Park Choul Yong, Marando Catherine M, Liao Jason A, Lee Jimmy K, Kwon Jiwon, Chuck Roy S
Department of Ophthalmology, Dongguk University, Ilsan Hospital, Goyang, Gyunggido, South Korea.
Department of Ophthalmology and Visual Sciences, Montefiore Medical Center, Albert Einstein College of Medicine, Bronx, New York, United States.
Invest Ophthalmol Vis Sci. 2016 Oct 1;57(13):5602-5610. doi: 10.1167/iovs.16-19706.
To investigate the architecture and distribution of collagen and elastin in human limbal conjunctiva, Tenon's capsule, and sclera.
The limbal conjunctiva, Tenon's capsule, and sclera of human donor corneal buttons were imaged with an inverted two-photon excited fluorescence microscope. No fixation process was necessary. The laser (Ti:sapphire) was tuned at 850 nm for two-photon excitation. Backscatter signals of second harmonic generation (SHG) and autofluorescence (AF) were collected through a 425/30-nm and a 525/45-nm emission filter, respectively. Multiple, consecutive, and overlapping (z-stack) images were acquired. Collagen signals were collected with SHG, whereas elastin signals were collected with AF.
The size and density of collagen bundles varied widely depending on depth: increasing from conjunctiva to sclera. In superficial image planes, collagen bundles were <10 μm in width, in a loose, disorganized arrangement. In deeper image planes (episclera and superficial sclera), collagen bundles were thicker (near 100 μm in width) and densely packed. Comparatively, elastin fibers were thinner and sparse. The orientation of elastin fibers was independent of collagen fibers in superficial layers; but in deep sclera, elastin fibers wove through collagen interbundle gaps. At the limbus, both collagen and elastin fibers were relatively compact and were distributed perpendicular to the limbal annulus.

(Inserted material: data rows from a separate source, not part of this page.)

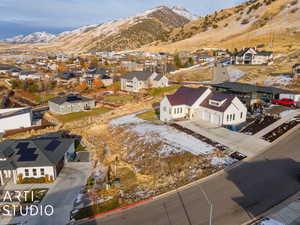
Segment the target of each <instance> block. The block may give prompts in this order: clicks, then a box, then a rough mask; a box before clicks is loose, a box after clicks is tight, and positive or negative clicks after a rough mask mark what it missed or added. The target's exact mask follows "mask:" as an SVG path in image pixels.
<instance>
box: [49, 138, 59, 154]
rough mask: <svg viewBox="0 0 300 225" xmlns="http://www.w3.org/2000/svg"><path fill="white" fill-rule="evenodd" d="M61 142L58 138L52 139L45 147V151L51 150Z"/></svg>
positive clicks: (52, 149) (56, 147)
mask: <svg viewBox="0 0 300 225" xmlns="http://www.w3.org/2000/svg"><path fill="white" fill-rule="evenodd" d="M60 144H61V142H60V141H58V140H52V141H51V142H50V143H49V144H48V145H47V146H46V148H45V150H46V151H50V152H53V151H55V149H56V148H57V147H58V146H59V145H60Z"/></svg>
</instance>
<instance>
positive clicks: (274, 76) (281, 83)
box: [264, 75, 293, 86]
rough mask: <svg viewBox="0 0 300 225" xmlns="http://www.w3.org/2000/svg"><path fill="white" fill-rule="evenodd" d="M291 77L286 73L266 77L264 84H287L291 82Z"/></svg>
mask: <svg viewBox="0 0 300 225" xmlns="http://www.w3.org/2000/svg"><path fill="white" fill-rule="evenodd" d="M292 80H293V78H292V77H290V76H287V75H280V76H274V77H271V78H268V79H266V80H265V82H264V85H266V86H273V85H277V86H287V85H289V84H290V83H291V82H292Z"/></svg>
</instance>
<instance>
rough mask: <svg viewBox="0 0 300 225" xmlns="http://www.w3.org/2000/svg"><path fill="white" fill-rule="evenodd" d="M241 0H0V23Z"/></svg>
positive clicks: (138, 11) (90, 23)
mask: <svg viewBox="0 0 300 225" xmlns="http://www.w3.org/2000/svg"><path fill="white" fill-rule="evenodd" d="M240 2H242V0H226V1H220V0H0V12H1V14H0V22H2V23H5V22H6V23H16V24H19V25H22V24H23V25H24V24H25V25H26V26H30V27H49V28H52V29H53V28H59V29H61V28H66V27H68V28H69V27H79V26H83V25H89V24H96V23H97V24H98V23H102V22H106V21H109V20H116V19H120V18H124V17H128V16H132V15H135V14H137V13H139V12H143V11H145V10H147V9H151V8H154V7H157V6H160V5H168V6H174V5H179V6H183V7H185V8H187V9H188V10H190V11H191V12H193V13H194V14H196V15H202V16H203V15H205V14H207V13H211V12H213V11H215V10H218V9H221V8H225V7H231V6H233V5H236V4H238V3H240Z"/></svg>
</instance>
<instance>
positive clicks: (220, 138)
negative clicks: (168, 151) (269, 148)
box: [176, 121, 271, 157]
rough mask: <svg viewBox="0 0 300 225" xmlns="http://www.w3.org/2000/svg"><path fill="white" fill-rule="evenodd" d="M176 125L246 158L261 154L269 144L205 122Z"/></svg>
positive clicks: (205, 121) (253, 137)
mask: <svg viewBox="0 0 300 225" xmlns="http://www.w3.org/2000/svg"><path fill="white" fill-rule="evenodd" d="M176 124H178V125H180V126H182V127H185V128H187V129H190V130H192V131H194V132H196V133H198V134H201V135H202V136H205V137H207V138H209V139H211V140H213V141H216V142H218V143H220V144H222V145H225V146H227V147H228V148H230V149H231V150H232V151H238V152H240V153H242V154H244V155H246V156H248V157H253V156H255V155H258V154H259V153H261V152H262V151H263V150H264V149H266V148H267V147H268V146H270V145H271V143H269V142H267V141H264V140H262V139H260V138H258V137H254V136H250V135H246V134H242V133H238V132H234V131H230V130H228V129H226V128H223V127H216V126H214V125H212V124H210V123H208V122H206V121H180V122H176Z"/></svg>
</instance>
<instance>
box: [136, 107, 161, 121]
mask: <svg viewBox="0 0 300 225" xmlns="http://www.w3.org/2000/svg"><path fill="white" fill-rule="evenodd" d="M137 117H138V118H140V119H143V120H148V121H153V120H159V111H158V110H155V109H151V110H149V111H146V112H144V113H141V114H138V115H137Z"/></svg>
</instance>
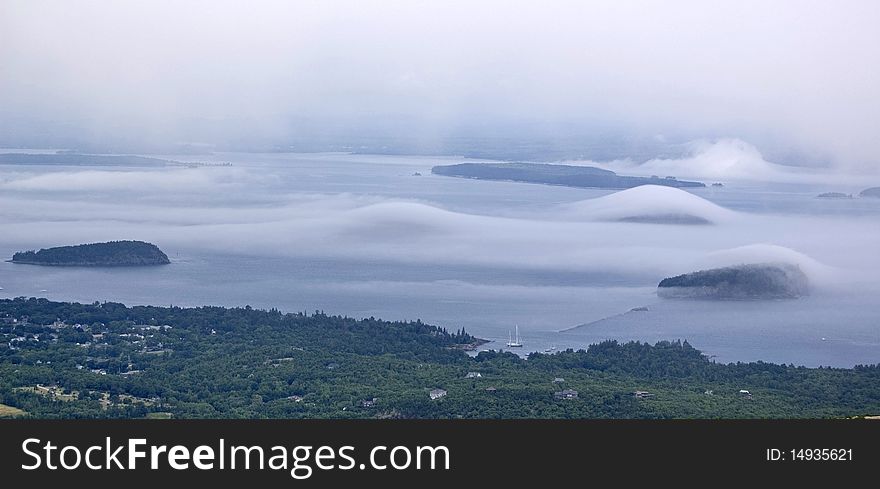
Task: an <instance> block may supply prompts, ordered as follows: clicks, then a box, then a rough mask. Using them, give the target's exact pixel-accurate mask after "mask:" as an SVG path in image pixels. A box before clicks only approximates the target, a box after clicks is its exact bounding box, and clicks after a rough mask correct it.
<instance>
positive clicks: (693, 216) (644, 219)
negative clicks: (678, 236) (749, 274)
mask: <svg viewBox="0 0 880 489" xmlns="http://www.w3.org/2000/svg"><path fill="white" fill-rule="evenodd" d="M566 209H567V210H568V212H569V213H570V215H571V217H574V218H578V219H585V220H596V221H616V222H638V223H654V224H717V223H720V222H723V221H725V220H727V219H729V218H731V217H732V216H733V215H734V213H733V211H730V210H728V209H725V208H723V207H721V206H719V205H716V204H713V203H712V202H709V201H708V200H706V199H704V198H702V197H698V196H696V195H694V194H692V193H690V192H687V191H685V190H681V189H677V188H672V187H662V186H659V185H642V186H639V187H634V188H630V189H626V190H621V191H620V192H615V193H613V194H610V195H606V196H603V197H599V198H596V199H590V200H582V201H579V202H574V203H572V204H568V205H566Z"/></svg>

Two-photon excited fluorescence microscopy has enabled us to understand in greater detail the collagen and elastin architecture of the human limbal conjunctiva, Tenon's capsule, and sclera.
研究人角膜缘结膜、Tenon囊和巩膜中胶原蛋白和弹性蛋白的结构及分布。
使用倒置双光子激发荧光显微镜对人供体角膜植片的角膜缘结膜、Tenon囊和巩膜进行成像。无需固定过程。将激光(钛宝石激光器)调谐至850nm进行双光子激发。分别通过425/30nm发射滤光片和525/45nm发射滤光片收集二次谐波产生(SHG)的背散射信号和自发荧光(AF)。采集多个连续且重叠的(z轴堆叠)图像。胶原蛋白信号通过SHG收集,而弹性蛋白信号通过AF收集。
胶原束的大小和密度因深度而异:从结膜到巩膜逐渐增加。在浅表图像平面中,胶原束宽度<10μm,排列松散、无序。在较深的图像平面(巩膜上层和巩膜浅层),胶原束更粗(宽度接近100μm)且紧密排列。相比之下,弹性纤维更细且稀疏。弹性纤维在表层的取向与胶原纤维无关;但在巩膜深层,弹性纤维穿过胶原束间间隙。在角膜缘,胶原蛋白和弹性蛋白纤维都相对紧密,且垂直于角膜缘环分布。
双光子激发荧光显微镜使我们能够更详细地了解人角膜缘结膜、Tenon囊和巩膜的胶原蛋白和弹性蛋白结构。